Nos réglages de Mage, éprouvés sur +20M€ de budget

Le Smart Bidding automatise l’enchère, pas la stratégie. Voici ce qui fait la différence sur les comptes que nous pilotons :

  • Démarrer sans cible (Maximiser les conversions ou la valeur), puis fixer la cible sur la performance réellement observée, jamais sur un objectif rêvé.
  • Mutualiser les campagnes proches dans des stratégies de portefeuille pour atteindre plus vite les seuils d’apprentissage.
  • Surveiller les termes de recherche chaque semaine : l’algorithme optimise l’enchère, pas la pertinence. Le nettoyage reste un travail humain.
  • Utiliser les ajustements de saisonnalité pour les pics courts (soldes, lancements) plutôt que de modifier les cibles.
  • Recalculer les cibles sur les marges avec le client : un ROAS cible posé sur le chiffre d’affaires brut peut détruire de la valeur en silence.

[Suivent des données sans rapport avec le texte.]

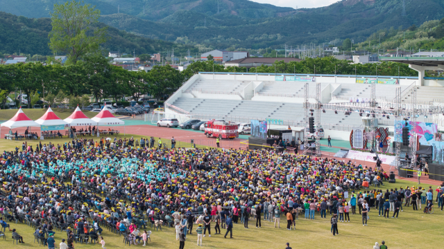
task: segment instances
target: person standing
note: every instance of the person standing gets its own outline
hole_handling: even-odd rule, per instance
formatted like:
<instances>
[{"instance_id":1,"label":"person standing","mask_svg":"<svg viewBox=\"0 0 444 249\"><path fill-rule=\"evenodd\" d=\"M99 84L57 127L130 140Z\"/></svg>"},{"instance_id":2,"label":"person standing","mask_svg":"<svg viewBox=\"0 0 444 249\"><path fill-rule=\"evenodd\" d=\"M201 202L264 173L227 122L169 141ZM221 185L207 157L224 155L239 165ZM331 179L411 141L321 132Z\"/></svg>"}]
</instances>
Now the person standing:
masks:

C’est cette combinaison, algorithme à pleine puissance et pilotage humain hebdomadaire, qui a permis à Vedis d’atteindre un ROI multiplié par 20 en 3 mois. Notre magie opère toujours au même endroit : dans les réglages que l’algorithme ne fera jamais seul.

Vous doutez du calibrage de vos enchères actuelles ? Planifiez un audit offert : nous passons vos stratégies d’enchères, votre tracking et vos cibles au crible, avec un plan d’action priorisé à la clé.

Questions fréquentes

Combien de temps dure la phase d’apprentissage du Smart Bidding ?

Comptez 1 à 2 semaines en général, parfois plus sur les comptes à faible volume. Elle se relance à chaque changement majeur : bascule de stratégie, modification de cible supérieure à 20%, changement d’action de conversion ou variation brutale de budget. D’où l’importance de planifier les changements plutôt que de les improviser.

Le Smart Bidding fonctionne-t-il avec un petit budget ?

Oui, en choisissant la bonne porte d’entrée : Maximiser les conversions sans cible tourne dès les premiers euros. Ce sont les cibles CPA et ROAS qui exigent du volume (environ 30 conversions par mois). Un petit compte peut aussi mutualiser plusieurs campagnes dans une stratégie de portefeuille pour accélérer l’apprentissage.

Quelle différence entre Smart Bidding et Performance Max ?

Performance Max est un type de campagne qui diffuse sur tous les inventaires Google (Search, Shopping, YouTube, Display, Maps). Le Smart Bidding est le moteur d’enchères qui alimente ces campagnes, mais aussi vos campagnes Search classiques. Autrement dit : toute campagne PMax utilise le Smart Bidding, mais le Smart Bidding ne se limite pas à PMax.

Faut-il passer au broad match avec le Smart Bidding ?

Google le recommande, car la requête large donne plus de signaux à l’algorithme. Notre approche est plus progressive : élargir campagne par campagne, une fois le tracking irréprochable et les listes d’exclusion solides. Le broad match amplifie la qualité du pilotage existant, dans les deux sens.

Peut-on combiner Smart Bidding et exclusions de mots-clés ?

Non seulement on peut, mais on doit. Les mots-clés à exclure restent votre principal garde-fou contre les requêtes hors cible, en particulier avec le broad match et Performance Max. L’algorithme optimise l’enchère sur le trafic que vous lui laissez : à vous de définir ce périmètre.